Think of BeaverHOODs as a basic building block of beaver family establishment and success. Looking forward, we envision connected networks of these successful beaver communities throughout Oregon and the West's high desert watersheds.

Establishment of a BeaverHOOD requires large-scale, well-considered and thoughtful planting of native trees, shrubs and bushes along ½ mile sections of stream. Fencing helps ensure planting success, as does time spent documenting results along the way. BeaverHOODs implementation envisions consecutive years of field implementation at a site, and course-correcting the approach through adaptive management - identifying what works and new opportunities.

Indeed the origins of high-value landscapes that the euro-american settlers described above sought to settle STARTED with the beaver.
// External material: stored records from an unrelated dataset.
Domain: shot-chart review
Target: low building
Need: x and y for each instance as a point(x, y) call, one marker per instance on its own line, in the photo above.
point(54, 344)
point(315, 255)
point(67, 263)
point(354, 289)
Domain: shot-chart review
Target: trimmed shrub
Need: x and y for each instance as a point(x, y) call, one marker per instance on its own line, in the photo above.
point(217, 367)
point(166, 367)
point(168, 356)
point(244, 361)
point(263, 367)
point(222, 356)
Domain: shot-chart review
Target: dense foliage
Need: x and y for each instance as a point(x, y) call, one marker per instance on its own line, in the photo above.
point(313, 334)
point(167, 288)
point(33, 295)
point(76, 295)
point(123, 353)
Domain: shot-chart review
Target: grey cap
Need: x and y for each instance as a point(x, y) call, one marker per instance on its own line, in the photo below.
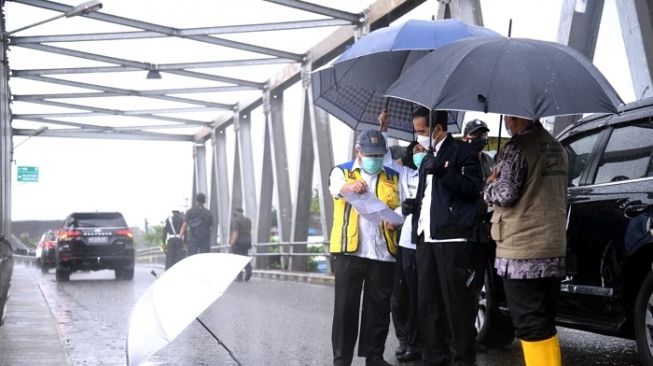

Rich, organic matter valley floor bottoms in America were created by millions of years of uninterrupted "beaver works".

Beavers can do this work again - are doing this work again in the few places where sufficient habitat (and BeaverHOOD potential exists), if we support their efforts, recognize their own agence and work to reduce human obstacles to success.

Supporting their effort by addressing the real root of the problem.

Relocation is a distraction, it doesn't work and is inhumane.

For building BeaverHOODS, we have the tools and the knowledge how this work needs to happen. Do we - human animals - have the will, the wisdom, understanding and fortitude to let natural processes to work at their own magical pace, without resorting to quick fix, feel good measures?

a network of beaverhoods

"If the right habitat exists, beavers will likely have already found it. What's lacking to successful beaver expansion, is good habitat."